Trear: Transformer-based RGB-D Egocentric Action Recognition
This work addresses the problem of egocentric action recognition for computer vision researchers, demonstrating significant improvements over existing methods.
This paper introduces Trear, a Transformer-based framework for egocentric action recognition using RGB-D data. It models temporal structure with self-attention and fuses multi-modal features, achieving state-of-the-art performance on THU-READ, FPHA, and WCVS datasets.
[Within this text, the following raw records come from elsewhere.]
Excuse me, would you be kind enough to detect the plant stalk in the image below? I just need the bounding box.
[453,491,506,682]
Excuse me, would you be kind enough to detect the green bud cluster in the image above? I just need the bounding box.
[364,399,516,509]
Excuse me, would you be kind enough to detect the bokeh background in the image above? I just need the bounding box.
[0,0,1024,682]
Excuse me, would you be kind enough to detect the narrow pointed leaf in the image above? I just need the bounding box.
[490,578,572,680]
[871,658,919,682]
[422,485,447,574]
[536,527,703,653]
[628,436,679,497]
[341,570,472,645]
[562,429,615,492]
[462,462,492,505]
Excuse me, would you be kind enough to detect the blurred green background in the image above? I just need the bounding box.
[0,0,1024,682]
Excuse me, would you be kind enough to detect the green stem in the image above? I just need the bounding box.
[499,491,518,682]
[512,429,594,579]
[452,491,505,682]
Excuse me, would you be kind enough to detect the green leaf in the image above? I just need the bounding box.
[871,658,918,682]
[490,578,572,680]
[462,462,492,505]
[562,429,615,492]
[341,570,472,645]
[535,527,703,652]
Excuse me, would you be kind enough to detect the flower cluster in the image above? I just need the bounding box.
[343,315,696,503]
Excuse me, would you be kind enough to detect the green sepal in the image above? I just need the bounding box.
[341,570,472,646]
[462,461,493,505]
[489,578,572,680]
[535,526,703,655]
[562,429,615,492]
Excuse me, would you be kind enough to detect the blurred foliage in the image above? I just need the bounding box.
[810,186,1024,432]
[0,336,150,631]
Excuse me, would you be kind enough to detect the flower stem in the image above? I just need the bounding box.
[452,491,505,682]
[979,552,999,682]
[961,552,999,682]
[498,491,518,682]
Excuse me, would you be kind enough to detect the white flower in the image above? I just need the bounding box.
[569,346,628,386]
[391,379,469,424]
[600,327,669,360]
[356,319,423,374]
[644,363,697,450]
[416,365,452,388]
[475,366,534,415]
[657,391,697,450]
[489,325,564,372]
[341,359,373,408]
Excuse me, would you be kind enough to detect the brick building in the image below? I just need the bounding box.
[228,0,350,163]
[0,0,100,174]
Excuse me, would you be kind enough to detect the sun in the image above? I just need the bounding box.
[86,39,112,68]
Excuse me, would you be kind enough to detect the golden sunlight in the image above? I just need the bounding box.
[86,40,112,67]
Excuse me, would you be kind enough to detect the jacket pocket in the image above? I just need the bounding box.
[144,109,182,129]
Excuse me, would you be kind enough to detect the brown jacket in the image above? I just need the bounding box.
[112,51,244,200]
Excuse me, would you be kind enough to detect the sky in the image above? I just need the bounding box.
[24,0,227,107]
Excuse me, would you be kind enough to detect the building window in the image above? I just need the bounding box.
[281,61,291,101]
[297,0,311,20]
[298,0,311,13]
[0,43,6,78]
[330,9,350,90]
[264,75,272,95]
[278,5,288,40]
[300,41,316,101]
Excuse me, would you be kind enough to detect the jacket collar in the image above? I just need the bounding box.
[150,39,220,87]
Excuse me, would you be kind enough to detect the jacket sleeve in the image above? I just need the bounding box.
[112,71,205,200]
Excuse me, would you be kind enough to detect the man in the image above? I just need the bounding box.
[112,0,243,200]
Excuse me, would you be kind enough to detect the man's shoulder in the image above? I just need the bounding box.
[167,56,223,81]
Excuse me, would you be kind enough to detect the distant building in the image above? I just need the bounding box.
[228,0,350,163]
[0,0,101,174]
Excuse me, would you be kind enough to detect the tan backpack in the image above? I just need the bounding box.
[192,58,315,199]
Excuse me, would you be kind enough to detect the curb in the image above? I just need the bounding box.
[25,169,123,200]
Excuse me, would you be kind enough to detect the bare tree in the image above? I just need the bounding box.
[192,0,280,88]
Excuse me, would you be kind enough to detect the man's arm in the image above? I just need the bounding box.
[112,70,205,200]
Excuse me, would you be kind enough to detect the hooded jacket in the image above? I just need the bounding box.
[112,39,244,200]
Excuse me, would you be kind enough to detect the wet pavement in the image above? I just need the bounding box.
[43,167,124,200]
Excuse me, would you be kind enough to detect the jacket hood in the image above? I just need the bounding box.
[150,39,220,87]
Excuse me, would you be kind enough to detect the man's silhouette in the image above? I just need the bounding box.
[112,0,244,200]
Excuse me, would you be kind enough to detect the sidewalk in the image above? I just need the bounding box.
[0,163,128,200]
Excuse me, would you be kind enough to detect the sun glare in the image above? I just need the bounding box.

In this paper, we propose a \textbf{Tr}ansformer-based RGB-D \textbf{e}gocentric \textbf{a}ction \textbf{r}ecognition framework, called Trear. It consists of two modules, inter-frame attention encoder and mutual-attentional fusion block. Instead of using optical flow or recurrent units, we adopt self-attention mechanism to model the temporal structure of the data from different modalities. Input frames are cropped randomly to mitigate the effect of the data redundancy. Features from each modality are interacted through the proposed fusion block and combined through a simple yet effective fusion operation to produce a joint RGB-D representation. Empirical experiments on two large egocentric RGB-D datasets, THU-READ and FPHA, and one small dataset, WCVS, have shown that the proposed method outperforms the state-of-the-art results by a large margin.